Mediado por Marcelo Augusto Camacho Rocha, assessor da Escola de Negócios e Seguros (ENS) e ex-diretor da Susep, o debate trouxe uma análise aprofundada sobre a regulamentação da Proteção Patrimonial Mutualista (PPM) e das Cooperativas de Seguros, modelos que vêm ganhando relevância no Brasil após a publicação das Resoluções 491 e 492 do CNSP, além da Lei Complementar 213/25, que estabelecem bases normativas para essas estruturas.
Esse debate foi aberto pelo diretor da Susep, Carlos Queiroz, que debate ressaltou o fato de o Brasil historicamente pouco ter avançado na adoção de modelos cooperativos e mutualistas, enquanto em outras economias essas estruturas já representam mais de um quarto do mercado de seguros.

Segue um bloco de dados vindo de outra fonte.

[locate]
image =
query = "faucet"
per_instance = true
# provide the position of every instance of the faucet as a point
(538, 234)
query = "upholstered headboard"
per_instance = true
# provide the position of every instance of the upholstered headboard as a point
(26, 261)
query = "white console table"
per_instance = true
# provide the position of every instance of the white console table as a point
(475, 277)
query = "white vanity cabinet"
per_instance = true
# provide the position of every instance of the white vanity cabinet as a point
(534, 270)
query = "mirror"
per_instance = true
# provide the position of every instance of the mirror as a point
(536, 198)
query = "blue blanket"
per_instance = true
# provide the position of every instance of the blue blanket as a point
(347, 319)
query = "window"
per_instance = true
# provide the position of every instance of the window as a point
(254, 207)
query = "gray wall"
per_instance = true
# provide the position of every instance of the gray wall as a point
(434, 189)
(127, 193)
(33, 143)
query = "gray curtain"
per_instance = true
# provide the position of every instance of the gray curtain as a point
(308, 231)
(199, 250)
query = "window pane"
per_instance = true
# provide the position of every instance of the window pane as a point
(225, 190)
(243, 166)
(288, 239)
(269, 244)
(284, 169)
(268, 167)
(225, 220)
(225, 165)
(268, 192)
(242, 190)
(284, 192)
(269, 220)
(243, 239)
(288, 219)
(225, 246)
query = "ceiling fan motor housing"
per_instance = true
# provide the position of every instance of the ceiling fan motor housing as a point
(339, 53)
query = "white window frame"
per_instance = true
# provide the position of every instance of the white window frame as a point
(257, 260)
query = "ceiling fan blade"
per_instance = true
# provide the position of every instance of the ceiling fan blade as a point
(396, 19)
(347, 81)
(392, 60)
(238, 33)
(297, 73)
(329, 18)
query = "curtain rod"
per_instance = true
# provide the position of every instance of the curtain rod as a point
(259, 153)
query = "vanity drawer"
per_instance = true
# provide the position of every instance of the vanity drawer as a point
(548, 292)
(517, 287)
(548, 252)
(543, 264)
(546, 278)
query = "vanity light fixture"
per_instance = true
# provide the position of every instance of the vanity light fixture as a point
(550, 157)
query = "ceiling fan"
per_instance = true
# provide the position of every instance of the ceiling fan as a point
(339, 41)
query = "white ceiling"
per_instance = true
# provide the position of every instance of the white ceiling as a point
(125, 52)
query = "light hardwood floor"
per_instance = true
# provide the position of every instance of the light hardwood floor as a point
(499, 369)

Para ele, a regulamentação inaugura uma nova fase, com potencial para ampliar o acesso da população à proteção e reduzir o chamado “gap” de cobertura existente no país.
Queiroz enfatizou ainda que os corretores de seguros terão papel decisivo nesse processo, mas terão que dominar as diferenças entre os modelos, para orientar adequadamente seus clientes.
Na sequência, o coordenador de Ramos da Organização das Cooperativas Brasileiras (OCB), Hugo de Castro Andrade, destacou que a regulamentação cria um ambiente mais seguro para o desenvolvimento das cooperativas de seguros.
Segundo ele, o momento exige qualificação, governança e compreensão profunda das particularidades do cooperativismo, já que a abertura desses novos mercados amplia tanto a oferta de proteção quanto as oportunidades para os profissionais da distribuição.
Por sua vez, o presidente do Sicoob Credseguro, João Armando de Castro Santos, reforçou a visão de que o cooperativismo pode ocupar um espaço estratégico na expansão da proteção securitária, especialmente em regiões e segmentos ainda pouco atendidos pelo mercado tradicional.
Ele enfatizou também a relevância do papel das cooperativas financeiras como agentes de inclusão e democratização do acesso a produtos de proteção.
Por sua vez, o mediador do painel salientou o papel estratégico do corretor de seguros na nova dinâmica trazida pelos mercados de PPM e cooperativas de seguros. “A abertura de novos caminhos para a proteção e a distribuição de seguros coloca o corretor diante de um mercado maior, mais competitivo e com oportunidades ainda pouco exploradas”, pontuou Marcelo Rocha.
Encerrando o painel, o presidente do Conselho Consultivo da MAG e do Fórum Mário Petrelli, Marco Antonio Gonçalves, contextualizou historicamente o surgimento de estruturas mutualistas e das associações de proteção veicular, apontando que muitas delas nasceram diante de lacunas do mercado de seguros.
Para ele, a nova regulamentação corrige distorções e oferece ao corretor de seguros um campo de atuação mais amplo, permitindo trabalhar simultaneamente com seguradoras, cooperativas e modelos de PPM.
O debate consolidou a percepção de que o corretor de seguros está no centro dessa nova era. Com a chegada dos modelos cooperativos e mutualistas, abre-se um mercado mais diverso, competitivo e alinhado às necessidades reais dos consumidores.
Nesse contexto, os participantes desse painel resssaltaram que, para aproveitar plenamente essas oportunidades, será essencial para o corretor de seguros investir em capacitação, compreender o novo marco regulatório e atuar de forma consultiva.